Quantification of Sor Reduction during Polymer Flooding Using Extensional Capillary Number

Since the introduction of viscous/capillary concepts by Moore and Slobod (1956), several modifications and advancements have been made to the capillary number (N-c) so that it could have a better correlation with residual oil saturation (S-or) during enhanced oil recovery (EOR). In subsequent years, laboratory-scale studies have indicated that the viscoelastic polymers can influence the S-or reduction at relatively higher fluxes and N-c. Although the flux rate of at least 1 ft/D is reported to be needed for viscoelastic polymers to reduce S-or to a noticeable extent, significant S-or reductions were reported to occur only at higher fluxes that are likely to be seen in the reservoir closer to the wellbore. At similar levels of flux and N-c, the polymer solutions with significant elastic properties have shown higher S-or reduction than viscous polymer of similar shear rheology.

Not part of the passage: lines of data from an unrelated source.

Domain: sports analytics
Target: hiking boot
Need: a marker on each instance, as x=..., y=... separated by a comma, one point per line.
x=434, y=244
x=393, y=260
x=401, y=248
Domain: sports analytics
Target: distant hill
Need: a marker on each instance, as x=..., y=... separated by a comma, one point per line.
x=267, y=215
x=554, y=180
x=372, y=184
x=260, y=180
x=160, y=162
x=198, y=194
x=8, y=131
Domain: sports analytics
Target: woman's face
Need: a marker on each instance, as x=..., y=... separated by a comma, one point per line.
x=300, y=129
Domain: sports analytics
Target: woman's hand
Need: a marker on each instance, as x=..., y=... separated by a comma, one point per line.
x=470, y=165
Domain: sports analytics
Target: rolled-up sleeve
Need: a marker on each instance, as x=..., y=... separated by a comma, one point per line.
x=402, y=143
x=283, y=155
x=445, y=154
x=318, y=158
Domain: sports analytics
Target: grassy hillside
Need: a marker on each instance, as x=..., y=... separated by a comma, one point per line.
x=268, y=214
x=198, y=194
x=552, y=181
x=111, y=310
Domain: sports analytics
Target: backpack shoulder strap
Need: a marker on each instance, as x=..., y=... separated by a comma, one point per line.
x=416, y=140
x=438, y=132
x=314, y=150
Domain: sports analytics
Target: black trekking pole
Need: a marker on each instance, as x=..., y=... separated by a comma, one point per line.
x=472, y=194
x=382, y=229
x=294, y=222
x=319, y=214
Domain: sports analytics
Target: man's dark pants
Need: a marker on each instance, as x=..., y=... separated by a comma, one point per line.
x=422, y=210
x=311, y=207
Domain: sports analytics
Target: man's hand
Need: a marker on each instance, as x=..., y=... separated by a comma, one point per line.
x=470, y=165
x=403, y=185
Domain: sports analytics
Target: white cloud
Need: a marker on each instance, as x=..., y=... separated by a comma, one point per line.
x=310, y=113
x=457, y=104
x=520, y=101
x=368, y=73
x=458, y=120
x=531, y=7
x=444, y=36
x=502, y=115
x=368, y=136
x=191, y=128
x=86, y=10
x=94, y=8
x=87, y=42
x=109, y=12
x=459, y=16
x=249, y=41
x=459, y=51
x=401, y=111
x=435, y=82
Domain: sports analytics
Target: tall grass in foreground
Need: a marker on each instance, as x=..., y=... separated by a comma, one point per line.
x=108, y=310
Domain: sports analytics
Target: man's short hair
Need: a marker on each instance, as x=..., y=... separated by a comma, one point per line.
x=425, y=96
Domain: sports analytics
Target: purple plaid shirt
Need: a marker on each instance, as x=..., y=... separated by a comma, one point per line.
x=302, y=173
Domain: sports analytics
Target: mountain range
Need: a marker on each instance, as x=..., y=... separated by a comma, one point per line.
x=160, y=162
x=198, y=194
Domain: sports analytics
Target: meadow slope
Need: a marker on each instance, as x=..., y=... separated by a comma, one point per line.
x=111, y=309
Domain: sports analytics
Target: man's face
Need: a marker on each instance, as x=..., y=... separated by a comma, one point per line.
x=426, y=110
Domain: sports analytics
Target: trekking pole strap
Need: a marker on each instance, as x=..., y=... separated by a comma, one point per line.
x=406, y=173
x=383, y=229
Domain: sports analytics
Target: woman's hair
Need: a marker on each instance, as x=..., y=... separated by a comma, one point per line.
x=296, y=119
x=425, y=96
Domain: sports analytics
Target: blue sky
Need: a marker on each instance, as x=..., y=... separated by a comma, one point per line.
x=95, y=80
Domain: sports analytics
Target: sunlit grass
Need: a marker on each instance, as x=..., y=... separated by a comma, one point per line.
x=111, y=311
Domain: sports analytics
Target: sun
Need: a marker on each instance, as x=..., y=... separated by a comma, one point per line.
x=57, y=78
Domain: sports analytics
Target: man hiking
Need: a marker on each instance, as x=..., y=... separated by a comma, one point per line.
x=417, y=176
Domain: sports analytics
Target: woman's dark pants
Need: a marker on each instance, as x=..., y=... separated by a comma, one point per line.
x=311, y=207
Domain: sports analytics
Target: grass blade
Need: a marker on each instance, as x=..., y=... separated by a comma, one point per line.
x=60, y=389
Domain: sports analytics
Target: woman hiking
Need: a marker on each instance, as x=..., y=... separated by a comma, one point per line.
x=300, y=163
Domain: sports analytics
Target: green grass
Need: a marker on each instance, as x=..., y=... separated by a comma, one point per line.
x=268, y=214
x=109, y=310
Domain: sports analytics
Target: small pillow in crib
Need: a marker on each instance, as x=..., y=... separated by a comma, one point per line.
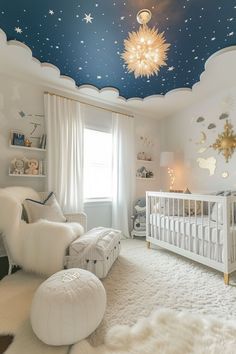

However, the existing models used for correlating the polymer's viscoelastic effect on S-or reduction relies on either core-scale N-c and/or the oscillatory Deborah number (De). De also has limitations in quantifying the polymer's viscoelastic effects at different salinities. In this paper, a modified capillary number called an extensional capillary number (N-ce) is developed using the localized pore-scale extensional viscosity. For viscoelastic polymer solutions, pore-scale apparent viscosity dominated by localized extensional viscosity is calculated to be significantly higher than core-scale apparent viscosity. We provide rheological insights using the variable-strain-rate concept to explain why and when the pore-scale apparent viscosity could become significantly higher, even at a flux of approximately 1 to 4 ft/D, and why it will not be reflected on the core-scale apparent viscosity or pressure drop. An exponential correlation was developed between N-ce and S-or using the extensive coreflood experimental data sets extracted from various literature. Performance of N-ce for predicting the viscoelastic polymer's residual oil recovery is compared with conventional N-c, De, and a recent correlation. The results show that newly developed N-ce can predict the S-or during polymer flooding for a wide range of operational and petrophysical conditions, including brine-salinity effects.